Cevap: Zira tecrübe, hamiyet, nur-u kalp ve nur-u fikri cem edenler vezaife kifayet etmezler. Bazı ehl-i gayret ve hamiyette meyl-i tahrip meleke olmuş; tamire pek alışık değildir. Bazı ehl-i tecrübe ve tamir ise eskisine bir derece meyil ile istidatları pek müsait değildir. Demek bize bir nesl-i cedid lâzımdır.
Bunu da cidden söylüyorum: Eğer, meşveret Şeriattan bir parmak müfarakat ederse, eski hal yüz arşın ayrılmıştır.
Suâl: “Neden?”
Cevap: Bir ince teli, rüzgâr her tarafa çevirebilir. Fakat içtima ve ittihad ile hâsıl olan hablü’l-metin ve urvetü’l-vüska değme şeylerle tezelzül etmez. İcma-ı ümmet, Şeriatta bir delil-i yakînîdir. Rey-i cumhur, Şeriatta bir esastır.
Meyelân-ı âmme Şeriatta muteber ve muhteremdir.

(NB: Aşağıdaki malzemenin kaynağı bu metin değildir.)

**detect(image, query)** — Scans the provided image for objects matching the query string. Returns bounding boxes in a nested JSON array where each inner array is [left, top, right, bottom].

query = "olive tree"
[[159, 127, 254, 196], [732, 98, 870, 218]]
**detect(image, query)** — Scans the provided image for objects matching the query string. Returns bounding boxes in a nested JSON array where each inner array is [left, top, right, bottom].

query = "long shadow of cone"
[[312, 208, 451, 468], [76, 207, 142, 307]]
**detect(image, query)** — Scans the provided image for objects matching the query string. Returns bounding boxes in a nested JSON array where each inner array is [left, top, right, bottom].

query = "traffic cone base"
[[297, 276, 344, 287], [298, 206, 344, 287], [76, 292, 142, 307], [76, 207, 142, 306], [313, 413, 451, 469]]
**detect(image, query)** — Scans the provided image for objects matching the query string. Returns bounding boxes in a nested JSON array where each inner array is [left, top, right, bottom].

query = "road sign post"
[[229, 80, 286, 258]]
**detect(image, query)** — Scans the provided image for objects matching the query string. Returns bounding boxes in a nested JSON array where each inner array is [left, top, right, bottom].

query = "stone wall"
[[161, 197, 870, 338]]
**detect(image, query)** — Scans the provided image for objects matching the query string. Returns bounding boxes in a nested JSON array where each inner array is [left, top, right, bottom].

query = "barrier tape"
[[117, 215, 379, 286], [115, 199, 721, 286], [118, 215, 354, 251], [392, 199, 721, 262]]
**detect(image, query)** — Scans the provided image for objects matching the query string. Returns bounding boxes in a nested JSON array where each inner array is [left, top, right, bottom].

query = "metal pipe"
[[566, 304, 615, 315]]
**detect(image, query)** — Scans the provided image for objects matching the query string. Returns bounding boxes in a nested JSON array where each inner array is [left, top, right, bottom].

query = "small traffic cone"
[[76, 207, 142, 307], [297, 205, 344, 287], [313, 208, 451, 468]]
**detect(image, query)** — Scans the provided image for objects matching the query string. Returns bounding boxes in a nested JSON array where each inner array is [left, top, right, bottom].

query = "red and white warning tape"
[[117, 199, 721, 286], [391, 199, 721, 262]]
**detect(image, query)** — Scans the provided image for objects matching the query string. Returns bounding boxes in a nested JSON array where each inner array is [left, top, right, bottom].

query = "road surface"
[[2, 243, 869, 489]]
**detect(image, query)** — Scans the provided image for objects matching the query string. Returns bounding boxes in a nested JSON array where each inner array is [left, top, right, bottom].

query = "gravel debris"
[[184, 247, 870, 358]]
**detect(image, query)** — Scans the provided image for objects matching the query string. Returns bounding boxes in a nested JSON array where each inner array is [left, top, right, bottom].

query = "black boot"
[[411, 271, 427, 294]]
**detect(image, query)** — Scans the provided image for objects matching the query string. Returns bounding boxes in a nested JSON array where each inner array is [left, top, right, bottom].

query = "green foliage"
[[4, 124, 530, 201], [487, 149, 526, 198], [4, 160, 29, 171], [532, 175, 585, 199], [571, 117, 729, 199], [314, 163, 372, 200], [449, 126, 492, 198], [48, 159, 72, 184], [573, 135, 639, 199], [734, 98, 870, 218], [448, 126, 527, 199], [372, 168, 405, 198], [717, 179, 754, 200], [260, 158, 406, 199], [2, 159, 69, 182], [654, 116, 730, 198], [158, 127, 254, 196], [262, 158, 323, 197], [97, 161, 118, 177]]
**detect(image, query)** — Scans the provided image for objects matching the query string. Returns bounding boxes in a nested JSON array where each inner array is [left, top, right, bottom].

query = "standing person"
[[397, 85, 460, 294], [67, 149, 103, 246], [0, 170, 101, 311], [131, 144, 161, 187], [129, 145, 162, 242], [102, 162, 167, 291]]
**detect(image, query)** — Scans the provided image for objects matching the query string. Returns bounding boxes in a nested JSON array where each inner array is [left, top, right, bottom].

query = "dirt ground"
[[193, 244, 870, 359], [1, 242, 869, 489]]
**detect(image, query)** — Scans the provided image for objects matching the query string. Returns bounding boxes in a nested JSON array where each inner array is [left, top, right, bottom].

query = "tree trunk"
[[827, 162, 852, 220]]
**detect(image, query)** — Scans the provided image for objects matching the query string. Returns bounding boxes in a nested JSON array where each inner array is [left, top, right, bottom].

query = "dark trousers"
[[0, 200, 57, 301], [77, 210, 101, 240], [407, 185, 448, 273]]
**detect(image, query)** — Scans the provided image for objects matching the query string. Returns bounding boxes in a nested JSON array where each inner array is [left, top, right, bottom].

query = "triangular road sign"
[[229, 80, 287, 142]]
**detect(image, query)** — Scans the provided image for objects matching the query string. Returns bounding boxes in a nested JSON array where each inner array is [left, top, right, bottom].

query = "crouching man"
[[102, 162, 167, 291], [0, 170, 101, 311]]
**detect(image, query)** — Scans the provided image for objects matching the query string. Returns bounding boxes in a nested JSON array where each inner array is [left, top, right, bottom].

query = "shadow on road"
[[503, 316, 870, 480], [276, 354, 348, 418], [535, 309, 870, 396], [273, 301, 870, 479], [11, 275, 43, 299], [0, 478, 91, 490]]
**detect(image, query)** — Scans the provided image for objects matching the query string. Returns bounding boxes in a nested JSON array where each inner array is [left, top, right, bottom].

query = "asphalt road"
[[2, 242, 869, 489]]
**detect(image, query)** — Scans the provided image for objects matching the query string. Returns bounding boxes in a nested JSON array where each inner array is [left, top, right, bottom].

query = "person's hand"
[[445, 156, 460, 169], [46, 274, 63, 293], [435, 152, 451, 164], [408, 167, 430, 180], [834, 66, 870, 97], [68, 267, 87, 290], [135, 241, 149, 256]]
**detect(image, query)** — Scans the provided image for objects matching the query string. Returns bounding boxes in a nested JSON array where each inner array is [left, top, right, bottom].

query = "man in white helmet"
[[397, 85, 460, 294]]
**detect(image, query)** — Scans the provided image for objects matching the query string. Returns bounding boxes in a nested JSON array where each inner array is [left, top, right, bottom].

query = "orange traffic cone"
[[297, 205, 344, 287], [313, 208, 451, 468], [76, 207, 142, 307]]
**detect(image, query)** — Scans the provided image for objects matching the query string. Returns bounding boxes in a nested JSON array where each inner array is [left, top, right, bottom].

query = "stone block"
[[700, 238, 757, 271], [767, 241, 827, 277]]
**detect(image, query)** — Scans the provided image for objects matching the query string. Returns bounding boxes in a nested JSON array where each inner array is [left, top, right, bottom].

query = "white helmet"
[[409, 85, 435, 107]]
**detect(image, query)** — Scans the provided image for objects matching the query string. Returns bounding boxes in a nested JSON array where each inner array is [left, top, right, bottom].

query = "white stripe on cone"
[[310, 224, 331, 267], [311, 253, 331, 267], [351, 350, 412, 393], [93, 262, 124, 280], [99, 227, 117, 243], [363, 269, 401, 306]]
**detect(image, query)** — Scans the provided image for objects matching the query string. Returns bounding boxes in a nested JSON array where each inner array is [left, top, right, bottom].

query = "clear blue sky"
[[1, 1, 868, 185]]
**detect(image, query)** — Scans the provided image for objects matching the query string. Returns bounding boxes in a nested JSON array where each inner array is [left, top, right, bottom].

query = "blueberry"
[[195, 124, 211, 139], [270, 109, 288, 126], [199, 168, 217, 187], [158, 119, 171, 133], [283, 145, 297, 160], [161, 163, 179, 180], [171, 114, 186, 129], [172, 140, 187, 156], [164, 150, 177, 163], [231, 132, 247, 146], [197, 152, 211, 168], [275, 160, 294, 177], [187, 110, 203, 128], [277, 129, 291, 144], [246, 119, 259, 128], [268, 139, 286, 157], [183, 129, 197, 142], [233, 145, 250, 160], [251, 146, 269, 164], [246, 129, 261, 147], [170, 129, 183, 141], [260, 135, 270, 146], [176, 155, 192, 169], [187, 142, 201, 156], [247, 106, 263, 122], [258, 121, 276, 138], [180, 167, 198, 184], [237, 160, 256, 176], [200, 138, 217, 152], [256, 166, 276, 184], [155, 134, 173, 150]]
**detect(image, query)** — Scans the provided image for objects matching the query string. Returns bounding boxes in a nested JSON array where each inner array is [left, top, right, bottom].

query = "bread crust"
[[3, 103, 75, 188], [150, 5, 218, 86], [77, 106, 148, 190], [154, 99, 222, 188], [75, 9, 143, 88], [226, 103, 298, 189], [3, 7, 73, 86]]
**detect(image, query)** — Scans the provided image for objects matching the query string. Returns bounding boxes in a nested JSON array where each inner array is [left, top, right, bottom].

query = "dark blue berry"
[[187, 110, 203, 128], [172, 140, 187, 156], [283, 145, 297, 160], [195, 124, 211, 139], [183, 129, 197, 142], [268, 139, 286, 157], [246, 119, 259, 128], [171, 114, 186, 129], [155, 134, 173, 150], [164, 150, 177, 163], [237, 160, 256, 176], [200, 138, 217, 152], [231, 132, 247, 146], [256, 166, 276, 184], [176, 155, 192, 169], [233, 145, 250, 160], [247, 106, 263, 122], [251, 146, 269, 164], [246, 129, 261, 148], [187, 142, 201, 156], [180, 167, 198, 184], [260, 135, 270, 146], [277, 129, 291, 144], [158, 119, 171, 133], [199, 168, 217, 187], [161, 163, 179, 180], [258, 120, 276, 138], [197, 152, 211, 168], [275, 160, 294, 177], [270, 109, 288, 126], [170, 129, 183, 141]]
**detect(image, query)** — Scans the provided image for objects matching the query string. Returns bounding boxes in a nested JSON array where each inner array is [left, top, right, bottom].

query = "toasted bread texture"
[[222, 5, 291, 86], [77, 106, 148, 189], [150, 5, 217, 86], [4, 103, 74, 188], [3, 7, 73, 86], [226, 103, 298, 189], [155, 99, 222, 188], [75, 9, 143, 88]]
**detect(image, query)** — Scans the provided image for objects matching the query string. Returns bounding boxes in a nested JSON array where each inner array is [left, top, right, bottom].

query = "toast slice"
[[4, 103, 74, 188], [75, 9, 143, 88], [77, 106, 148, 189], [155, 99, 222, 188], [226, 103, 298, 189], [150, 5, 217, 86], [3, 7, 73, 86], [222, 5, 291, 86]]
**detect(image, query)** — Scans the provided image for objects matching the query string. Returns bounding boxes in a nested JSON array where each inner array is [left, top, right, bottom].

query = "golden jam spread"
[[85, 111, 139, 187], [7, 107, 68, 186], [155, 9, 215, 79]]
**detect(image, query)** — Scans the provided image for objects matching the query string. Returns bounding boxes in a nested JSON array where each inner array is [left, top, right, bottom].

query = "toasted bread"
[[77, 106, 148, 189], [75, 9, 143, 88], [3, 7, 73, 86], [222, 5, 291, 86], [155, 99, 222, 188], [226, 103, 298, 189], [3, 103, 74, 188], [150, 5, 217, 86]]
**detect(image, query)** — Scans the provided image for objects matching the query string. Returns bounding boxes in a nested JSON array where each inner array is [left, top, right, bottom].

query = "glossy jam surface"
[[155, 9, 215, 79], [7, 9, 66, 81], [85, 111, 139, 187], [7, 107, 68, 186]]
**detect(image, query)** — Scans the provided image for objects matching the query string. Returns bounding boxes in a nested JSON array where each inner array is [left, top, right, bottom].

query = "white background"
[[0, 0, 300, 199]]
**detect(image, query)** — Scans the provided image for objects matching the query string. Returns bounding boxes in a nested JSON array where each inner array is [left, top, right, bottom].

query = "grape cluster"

İşte bakınız, eski padişahların iradesini, Ermeni rüzgârı ve ecnebî havası veya vehmin vesvesesi esmekle çevirebilirdi. O da sükûta rüşvet-i maneviye olarak birçok ahkâm-ı Şeriatı feda ediyordu. Şimdi kapı açıldı fakat tamamı ileride. Üç yüz ârâ-i mütekabile ve efkâr-ı mütehalife, hak ve maslahattan başka bir şey ile musalâha etmez veya sükût etmezler. Hak ve maslahat ise Şeriatta esastır. Fakat “Zaruretler haramları mübah kılar.” kaide-i şer’iyesince bazen haram bildiğimiz şey, ilca-i zaruretle vacib olur. Taaffün etmiş parmak kesilir; tâ el kesilmesin. Selâmet-i millet, cevher-i hayata tevakkuf etse, vermekten tevakkuf edilmez; nasıl ki edilmedi. Dünyada en acib, en garibi, ruhunu iftiharla selâmet-i millete feda edenlerden, bazen garazında menfaat-i cüz’iye-i gururiyesinde buhl eder, vermiyor.
Demek, Şeriatı isteyenler iki kısımdır: Biri, muvazene ile zarureti nazara alarak, müdakkikane Meşrûtiyeti Şeriata tatbik etmek istiyor. Diğeri de, muvazenesiz, zâhirperestâne, çıkılmaz bir yola sapıyor.